Beeld van autisme bijstellen
'En ook het beeld van autisme lijkt aan bijstelling toe. Er zijn steeds meer aanwijzingen dat autisme kan ontstaan in een overgevoelig, sensitief brein. De rigiditeit in het doen van taken heeft misschien wel meer met het creëren van veiligheid te maken, dan met het onvermogen om te schakelen. Want dat vermogen hebben mensen met een stoornis in het autistische spectrum wel degelijk: als ze maar duidelijke instructies krijgen.
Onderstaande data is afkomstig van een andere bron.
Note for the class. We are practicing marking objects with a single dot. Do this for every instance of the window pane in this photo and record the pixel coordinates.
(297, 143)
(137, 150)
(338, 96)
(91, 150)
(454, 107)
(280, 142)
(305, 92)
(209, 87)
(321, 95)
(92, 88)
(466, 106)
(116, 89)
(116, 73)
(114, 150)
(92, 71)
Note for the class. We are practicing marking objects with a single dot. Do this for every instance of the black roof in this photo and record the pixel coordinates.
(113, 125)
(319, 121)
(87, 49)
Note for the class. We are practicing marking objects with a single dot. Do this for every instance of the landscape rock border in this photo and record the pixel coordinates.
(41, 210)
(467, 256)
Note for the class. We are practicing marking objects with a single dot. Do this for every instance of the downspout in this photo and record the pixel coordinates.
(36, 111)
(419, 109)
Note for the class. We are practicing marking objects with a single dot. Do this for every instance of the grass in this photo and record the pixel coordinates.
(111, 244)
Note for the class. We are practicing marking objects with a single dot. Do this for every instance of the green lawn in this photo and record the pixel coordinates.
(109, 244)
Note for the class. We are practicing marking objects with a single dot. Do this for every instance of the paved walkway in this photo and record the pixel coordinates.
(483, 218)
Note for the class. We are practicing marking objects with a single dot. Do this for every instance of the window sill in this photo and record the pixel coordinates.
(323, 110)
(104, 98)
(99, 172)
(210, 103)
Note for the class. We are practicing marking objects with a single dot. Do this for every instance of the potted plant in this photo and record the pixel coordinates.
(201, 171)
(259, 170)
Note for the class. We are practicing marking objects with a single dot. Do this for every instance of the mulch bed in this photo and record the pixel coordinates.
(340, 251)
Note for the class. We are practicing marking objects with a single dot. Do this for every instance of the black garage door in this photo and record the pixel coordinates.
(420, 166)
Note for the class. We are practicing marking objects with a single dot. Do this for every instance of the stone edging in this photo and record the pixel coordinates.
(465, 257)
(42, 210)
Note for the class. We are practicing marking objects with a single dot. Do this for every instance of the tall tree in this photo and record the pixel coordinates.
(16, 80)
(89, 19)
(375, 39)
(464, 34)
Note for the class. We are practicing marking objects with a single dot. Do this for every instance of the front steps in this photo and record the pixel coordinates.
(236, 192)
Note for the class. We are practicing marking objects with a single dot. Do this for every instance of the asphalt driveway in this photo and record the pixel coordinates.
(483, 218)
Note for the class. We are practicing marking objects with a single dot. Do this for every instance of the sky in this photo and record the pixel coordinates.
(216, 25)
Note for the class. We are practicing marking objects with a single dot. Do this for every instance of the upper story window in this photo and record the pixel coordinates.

De verwachtingen mogen dus best omhoog en oefenen met het doen van verschillende taken kan wel degelijk.'

Dynamics of cognitive control in task switching: looking beyond the switch cost Promotie 19 februari 2009, 13:30 uur. Aula, Comeniuslaan 2, Nijmegen

Edita Poljac (Derventa, Bosnië en Herzegovina, 1976) studeerde psychologie in Nijmegen, waarbij ze onder andere onderzoek deed naar de invloed van het type scangeluid op geluiddetectie bij professionele caissières. Nu promoveert ze bij het Donders Institute for Brain, Cognition and Behaviour. Sinds juli 2007 is ze werkzaam als docent en postdoctoraal onderzoeker bij Donders Centre for Cognition. Poljac is daarnaast in de Sint Maartenskliniek begonnen met een onderzoek naar executieve controle bij afasiepatiënten.